Best Use of HPC in Physical Sciences

PSC was recognized along with an international team of researchers that used JWST data and simulations on supercomputers, including Pittsburgh Supercomputing Center (PSC)’s Bridges-2 and San Diego Supercomputer Center (SDSC)’s Expanse, to identify and date three brown dwarfs in one of the Milky Way galaxy’s globular clusters for the first time. The scientists gained time on the high-performance computers via ACCESS, NSF’s network of supercomputing centers, in which PSC is a leading member.

PSC booth at SC25

Best Use of HPC in Energy

Researchers at NCSA and the University of Illinois Urbana-Champaign developed a deep learning operator, based on a virtual sensing digital twin and trained on the NVIDIA GH200-powered DeltaAI HPC cluster, to monitor inaccessible nuclear reactor locations in real-time. The work delivers predictions of critical and previously unmeasurable parameters 1,400× faster than traditional simulations, surpassing the limits of conventional sensors and AI methods.

Best Use of HPC in Industry (Automotive, Aerospace, Manufacturing, Chemical, etc.)

Researchers from the University of Illinois, the Massachusetts Institute of Technology (MIT), Sandia National Laboratories (SNL), and NCSA have developed a novel generative AI model, trained on NCSA’s Delta system. The model enables inverse design of complex patterned polymers by rapidly generating multiple high-fidelity manufacturing solutions from desired pattern images, and advances AI-driven materials design through HPC.

Best Use of HPC in Energy

Two graduate students from Tennessee State University leveraged ACCESS resources on Jetstream2 to reveal how biochar and optimized nitrogen use can improve soil health, reduce emissions, and support sustainable biofuel production. This research points toward scalable agricultural practices that can cut greenhouse gas emissions, reduce farmer reliance on costly fertilizers, and strengthen bioenergy and food security for society at large.

Best Use of HPC in Life Sciences

Researchers at the New Jersey Institute of Technology (NJIT) and the University of Florida used the Expanse HPC system at SDSC to make a groundbreaking discovery about the characterization of hemodynamics in blood vessel sprouts. The work created a foundation for better understanding and prediction of how new blood vessels grow.

Best Use of HPC in the Cloud

The NSF-funded Early-concept Grants for Exploratory Research (EAGER) project at SDSC provides in-depth support to research groups. The effort concentrates on using the NVIDIA DGX cloud platform with a focus on optimization of system setups, performance monitoring, and determining the best ways to run NSF’s National Artificial Intelligence Research Resource (NAIRR) pilot projects on the resources.

TACC's booth at SC25
TACC staff hand out swag and greet visitors at SC25.

Best Use of HPC in Physical Sciences

Researchers at Lawrence Livermore National Laboratory (LLNL), UC San Diego/Scripps, and UT Austin built a real-time tsunami digital twin using the HPE Cray supercomputer El Capitan and TACC systems Frontera, Lonestar6, Stampede3, and Vista.

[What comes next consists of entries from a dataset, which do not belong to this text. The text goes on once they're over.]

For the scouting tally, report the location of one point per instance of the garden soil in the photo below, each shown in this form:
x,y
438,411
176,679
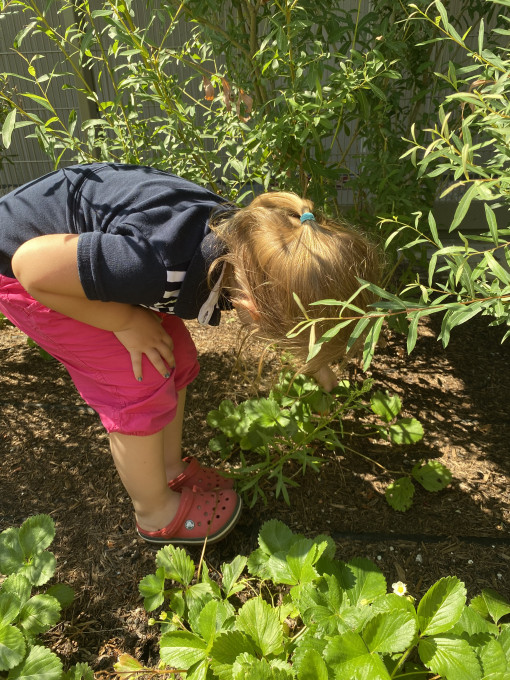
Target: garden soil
x,y
55,460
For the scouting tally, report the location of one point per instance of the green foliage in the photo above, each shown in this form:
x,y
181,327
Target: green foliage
x,y
467,149
24,615
265,94
301,614
277,436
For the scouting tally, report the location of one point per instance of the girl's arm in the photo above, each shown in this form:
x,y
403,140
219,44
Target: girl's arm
x,y
47,268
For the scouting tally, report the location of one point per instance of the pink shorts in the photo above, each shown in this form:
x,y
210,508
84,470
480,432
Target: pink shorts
x,y
100,366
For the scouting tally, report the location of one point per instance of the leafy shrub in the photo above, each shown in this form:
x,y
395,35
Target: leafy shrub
x,y
301,614
468,149
271,94
283,430
24,616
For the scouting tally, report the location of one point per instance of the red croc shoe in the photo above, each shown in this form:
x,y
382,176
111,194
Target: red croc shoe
x,y
201,516
206,479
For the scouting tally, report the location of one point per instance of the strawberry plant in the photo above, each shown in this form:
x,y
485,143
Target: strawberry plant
x,y
291,611
277,436
24,616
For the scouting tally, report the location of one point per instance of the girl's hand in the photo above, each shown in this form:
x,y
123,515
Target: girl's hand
x,y
145,335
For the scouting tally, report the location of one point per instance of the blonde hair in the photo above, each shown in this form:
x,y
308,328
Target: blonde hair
x,y
274,256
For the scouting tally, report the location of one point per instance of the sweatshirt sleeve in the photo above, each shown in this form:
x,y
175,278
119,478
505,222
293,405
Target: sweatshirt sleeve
x,y
120,267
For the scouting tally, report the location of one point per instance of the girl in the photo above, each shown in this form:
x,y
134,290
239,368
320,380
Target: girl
x,y
100,263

The system turns ocean pressure sensor data and physics-based models into localized forecasts in under 0.2 seconds, which is about 10 billion times faster than traditional methods. This achievement cuts false alarms and speeds credible warnings.

Best Use of HPC in Financial Services

Cornell University researchers leveraged ACCESS allocations on TACC’s Stampede3 to model how debt relief design and mortgage firm behavior shaped the U.S. foreclosure crisis. This produced insights that earned international recognition in regulatory economics.